Ubuntu would provide outdated / buggy versions of software, and installing the newer version meant installing PPAs which could conflict with other packages / cause other instabilities I didn't know how to fix.
The first two have seen massive improvements but I still find most desktop environments limiting if you aren't a terminal expert / Arch type of user, and Ubuntu still provides buggy versions of programs.
It's the only one I've used so far, but KDE Plasma has worked pretty well for me. I use EndeavourOS as my distro, which apparently is like Arch with training wheels, but it's worked really well for me. It's definitely solved your last issue as you can easily access the Arch User Repository.

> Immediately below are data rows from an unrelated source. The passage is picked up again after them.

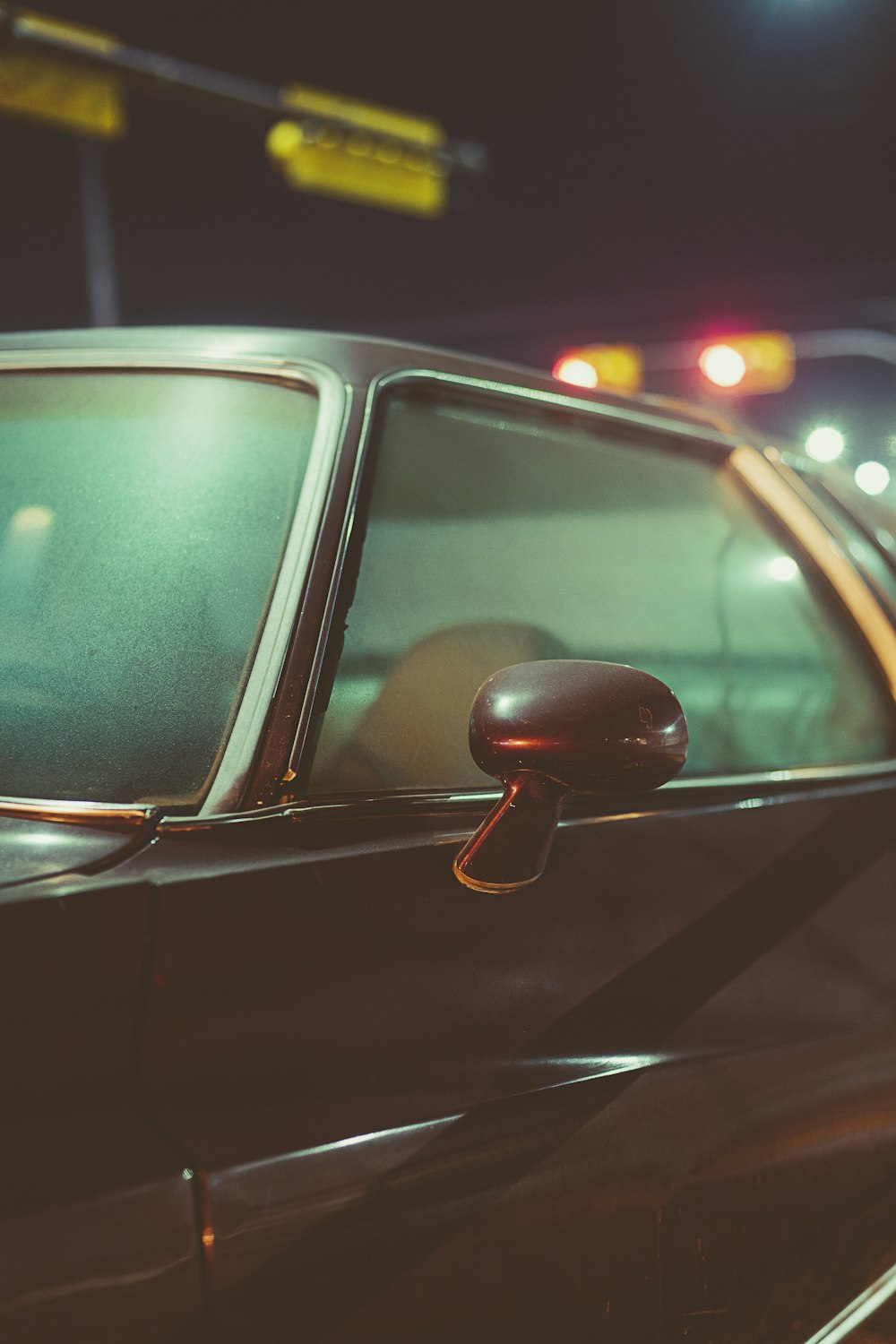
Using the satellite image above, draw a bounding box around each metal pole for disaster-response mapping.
[76,136,121,327]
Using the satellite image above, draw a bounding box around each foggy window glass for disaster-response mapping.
[0,373,317,803]
[310,392,893,792]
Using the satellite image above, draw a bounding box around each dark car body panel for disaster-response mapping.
[0,330,896,1344]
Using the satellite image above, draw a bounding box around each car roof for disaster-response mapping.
[0,325,745,438]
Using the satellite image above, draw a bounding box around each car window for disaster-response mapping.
[0,371,317,803]
[801,470,896,607]
[310,392,893,790]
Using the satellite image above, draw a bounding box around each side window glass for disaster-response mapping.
[310,390,892,792]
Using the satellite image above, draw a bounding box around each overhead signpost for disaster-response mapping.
[0,11,126,140]
[266,85,449,220]
[0,0,487,323]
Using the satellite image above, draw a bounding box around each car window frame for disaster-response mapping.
[280,367,896,812]
[0,338,352,825]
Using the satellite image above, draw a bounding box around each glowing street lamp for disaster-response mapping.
[697,332,794,397]
[855,462,890,495]
[697,346,747,387]
[806,425,847,462]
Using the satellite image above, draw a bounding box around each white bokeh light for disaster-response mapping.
[856,462,890,495]
[806,425,847,462]
[554,355,599,387]
[769,556,799,583]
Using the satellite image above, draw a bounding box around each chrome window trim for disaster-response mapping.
[372,368,740,456]
[155,757,896,843]
[0,352,350,822]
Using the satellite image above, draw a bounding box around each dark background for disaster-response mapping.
[0,0,896,460]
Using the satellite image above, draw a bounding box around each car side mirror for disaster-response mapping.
[454,660,688,892]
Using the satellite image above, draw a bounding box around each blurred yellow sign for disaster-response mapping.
[280,85,444,150]
[0,48,125,140]
[266,118,447,220]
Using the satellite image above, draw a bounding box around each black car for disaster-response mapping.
[0,328,896,1344]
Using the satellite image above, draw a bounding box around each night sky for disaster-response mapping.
[0,0,896,452]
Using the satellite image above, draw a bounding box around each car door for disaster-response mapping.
[0,349,344,1344]
[134,374,896,1344]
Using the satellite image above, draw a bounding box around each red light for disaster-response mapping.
[552,355,599,387]
[697,346,747,387]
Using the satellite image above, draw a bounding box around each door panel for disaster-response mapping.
[143,787,896,1344]
[0,878,202,1344]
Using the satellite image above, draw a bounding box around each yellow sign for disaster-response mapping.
[0,50,125,140]
[280,85,444,150]
[266,118,447,220]
[14,10,121,56]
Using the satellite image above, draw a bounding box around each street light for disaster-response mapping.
[855,462,890,495]
[806,425,847,462]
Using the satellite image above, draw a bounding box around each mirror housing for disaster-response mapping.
[454,660,688,892]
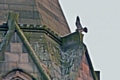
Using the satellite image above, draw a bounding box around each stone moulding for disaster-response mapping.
[0,12,51,80]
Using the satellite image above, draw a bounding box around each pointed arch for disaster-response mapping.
[2,69,37,80]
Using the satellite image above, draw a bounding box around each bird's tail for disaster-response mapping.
[83,27,88,33]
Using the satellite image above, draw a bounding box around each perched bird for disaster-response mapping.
[75,16,88,33]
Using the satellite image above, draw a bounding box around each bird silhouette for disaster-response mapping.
[75,16,88,33]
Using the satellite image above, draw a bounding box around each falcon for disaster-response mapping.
[75,16,88,33]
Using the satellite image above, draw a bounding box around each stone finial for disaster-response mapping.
[75,16,88,33]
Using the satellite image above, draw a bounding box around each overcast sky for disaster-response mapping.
[59,0,120,80]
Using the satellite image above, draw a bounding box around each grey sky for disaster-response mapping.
[59,0,120,80]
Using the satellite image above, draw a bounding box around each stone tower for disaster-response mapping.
[0,0,99,80]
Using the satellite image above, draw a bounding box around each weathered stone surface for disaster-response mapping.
[20,53,28,62]
[10,43,22,53]
[5,52,19,62]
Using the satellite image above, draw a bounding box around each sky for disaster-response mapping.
[59,0,120,80]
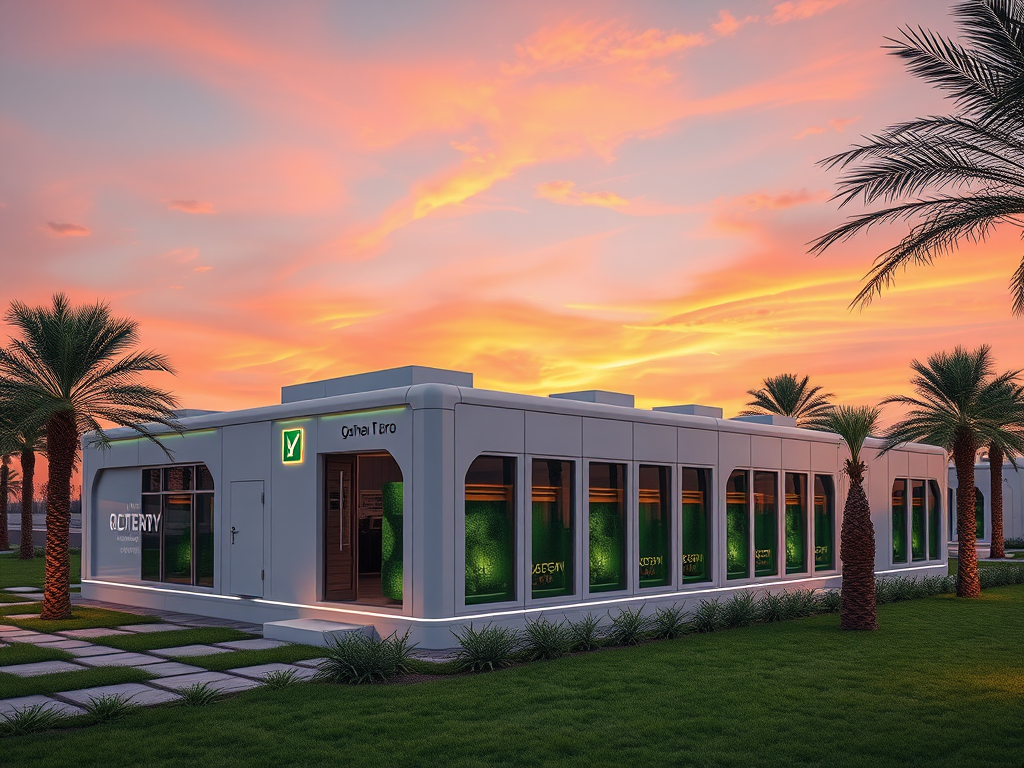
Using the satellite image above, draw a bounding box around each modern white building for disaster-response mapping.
[82,367,948,648]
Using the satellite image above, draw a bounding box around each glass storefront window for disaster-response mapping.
[466,456,515,605]
[785,472,807,573]
[754,472,778,577]
[974,488,985,542]
[589,462,627,592]
[928,480,942,560]
[725,469,751,579]
[680,467,711,584]
[639,465,672,587]
[893,478,906,562]
[814,475,836,570]
[139,464,216,587]
[910,480,926,560]
[531,459,575,598]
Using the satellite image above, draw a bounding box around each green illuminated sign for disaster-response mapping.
[281,427,302,464]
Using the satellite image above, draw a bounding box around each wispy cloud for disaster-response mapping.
[46,221,92,238]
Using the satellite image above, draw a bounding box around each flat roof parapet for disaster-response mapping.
[548,389,634,408]
[651,402,725,419]
[281,366,473,404]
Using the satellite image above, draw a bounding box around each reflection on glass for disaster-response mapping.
[928,480,942,560]
[814,475,836,570]
[466,456,515,605]
[893,479,906,562]
[785,472,807,573]
[531,459,575,598]
[680,467,711,584]
[139,493,161,582]
[725,469,751,579]
[588,462,626,592]
[639,465,672,587]
[910,480,925,560]
[754,472,778,575]
[163,494,193,584]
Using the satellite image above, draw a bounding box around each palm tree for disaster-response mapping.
[882,344,1024,597]
[811,0,1024,315]
[824,406,882,630]
[0,293,181,620]
[974,384,1024,558]
[740,374,836,428]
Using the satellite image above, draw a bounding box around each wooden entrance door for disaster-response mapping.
[324,456,358,600]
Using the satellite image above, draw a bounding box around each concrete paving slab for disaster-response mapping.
[150,645,230,657]
[144,662,205,677]
[67,640,122,657]
[151,672,262,693]
[118,622,193,634]
[59,627,129,640]
[0,662,85,677]
[54,683,180,707]
[0,695,85,718]
[227,664,316,680]
[295,657,327,670]
[78,652,161,667]
[214,637,288,650]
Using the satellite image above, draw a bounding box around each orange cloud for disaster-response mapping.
[768,0,848,24]
[167,200,216,214]
[711,10,760,37]
[46,221,91,238]
[534,181,630,208]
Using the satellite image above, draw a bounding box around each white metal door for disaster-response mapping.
[229,480,263,597]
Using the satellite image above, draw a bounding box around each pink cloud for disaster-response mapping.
[46,221,92,238]
[167,200,217,214]
[768,0,848,24]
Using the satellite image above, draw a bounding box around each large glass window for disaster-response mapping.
[785,472,807,573]
[928,480,942,560]
[974,488,985,542]
[639,465,672,587]
[140,464,215,587]
[893,478,906,562]
[466,456,515,605]
[910,480,926,560]
[680,467,711,584]
[814,475,836,570]
[531,459,575,598]
[589,462,626,592]
[754,472,778,577]
[725,469,751,579]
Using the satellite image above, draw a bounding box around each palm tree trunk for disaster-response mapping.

Yeah I think for the typical user non-rolling distros introduce more problems than they solve. It makes sense in a server environment, but it was so frustrating to look up a severe bug, find its bug report, and see that it had already been fixed upstream 6 months previous. Glad that there are better options now for users of different skill levels.
That hardware issue I encountered was actually because the Nvidia drivers bundled by Ubuntu were old and didn't support my card, not because Nvidia's latest drivers had issues. Crazy that Ubuntu was okay with having their latest release just not work on a mid-range GPU (Nouveau also didn't support the card yet).